After separation, former conjoined twins still together
Two boys enjoy active lives, but still retain habits they had while conjoined
Mother Angie Benhaffaf says that the first time she saw her twin boys that they were holding hands in her womb. The scan showed her two little boys Hassan and Hussein conjoined and facing impossible odds that they would have no hope of life. Three years later, the successfully separated boys are doing quite well - but still maintain the habits they had when they were conjoined.
The bond between Hassan and Hussein is so strong they still hold hands when they sleep, just as they did when they were conjoined twins.
Doctors had originally told Benhaffaf that even if one survived, the other would die shortly afterwards. In her bleakest, darkest moments, Benhaffaf struggled to overcome the thought that she would have to bury her babies.
The twins today are constantly whizzing around on their toy cars, scrambling up the stairs or tumbling around on the floor with their big sisters.
Both walk with the aid of newly-fitted prosthetic legs, plus specially designed frames on wheels.
"There's obviously a bit of competitiveness between them and they're pretty fearless," their mother says. "It's lovely to see."

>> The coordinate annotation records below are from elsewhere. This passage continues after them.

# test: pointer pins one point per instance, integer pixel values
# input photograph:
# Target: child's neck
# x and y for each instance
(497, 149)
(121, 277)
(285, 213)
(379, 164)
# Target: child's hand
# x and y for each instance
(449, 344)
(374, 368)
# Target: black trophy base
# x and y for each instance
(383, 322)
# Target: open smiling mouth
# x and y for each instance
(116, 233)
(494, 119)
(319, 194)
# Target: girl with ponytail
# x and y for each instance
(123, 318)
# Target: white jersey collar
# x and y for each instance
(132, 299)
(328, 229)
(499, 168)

He twins originally "shared just about everything" - including their liver and the pericardium sac membrane surrounding their hearts. Despite the risks, surgeons were able to separate them without life-threatening consequences.

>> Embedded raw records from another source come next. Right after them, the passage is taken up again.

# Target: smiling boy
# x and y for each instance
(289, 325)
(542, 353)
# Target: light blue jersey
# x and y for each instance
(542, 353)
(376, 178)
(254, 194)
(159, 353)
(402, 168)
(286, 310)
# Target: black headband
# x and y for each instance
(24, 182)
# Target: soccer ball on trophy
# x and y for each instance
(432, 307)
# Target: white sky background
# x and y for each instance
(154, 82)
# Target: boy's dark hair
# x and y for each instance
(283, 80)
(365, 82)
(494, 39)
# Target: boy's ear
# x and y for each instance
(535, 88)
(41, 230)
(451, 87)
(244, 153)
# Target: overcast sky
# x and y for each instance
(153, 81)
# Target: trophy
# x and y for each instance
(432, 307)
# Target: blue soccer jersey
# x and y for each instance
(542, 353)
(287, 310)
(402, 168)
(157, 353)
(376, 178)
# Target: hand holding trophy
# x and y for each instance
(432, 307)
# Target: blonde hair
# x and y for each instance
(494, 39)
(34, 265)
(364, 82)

Medical teams at London's University College Hospital, where they were born, and at nearby Great Ormond Street Hospital, a 14-hour operation to separate them was performed when they were six months old.
The twins recently celebrated their third birthday.
Angie recalls the time when she and her Algerian-born husband Azzedine, she bought two small teddy bear ornaments and had "Hassan and Hussein, 2009" inscribed on them, two weeks before the boys were born.
"The doctors had warned us it was highly unlikely they would survive the birth. In my heart, I realized there was a possibility we would be burying them at Christmas.
"I thought if they do die, I'd put the ornaments on the tree every year. That way, we'd still have them with us in memory.
"It's really painful but every year, that's what I have done, just to remember how many times we nearly lost them both.
"Now I look at the two of them, and see how happy they are, and feel so very grateful just to have them. We see them as our little miracles. When we are all together in this house, that's all that really matters," she says.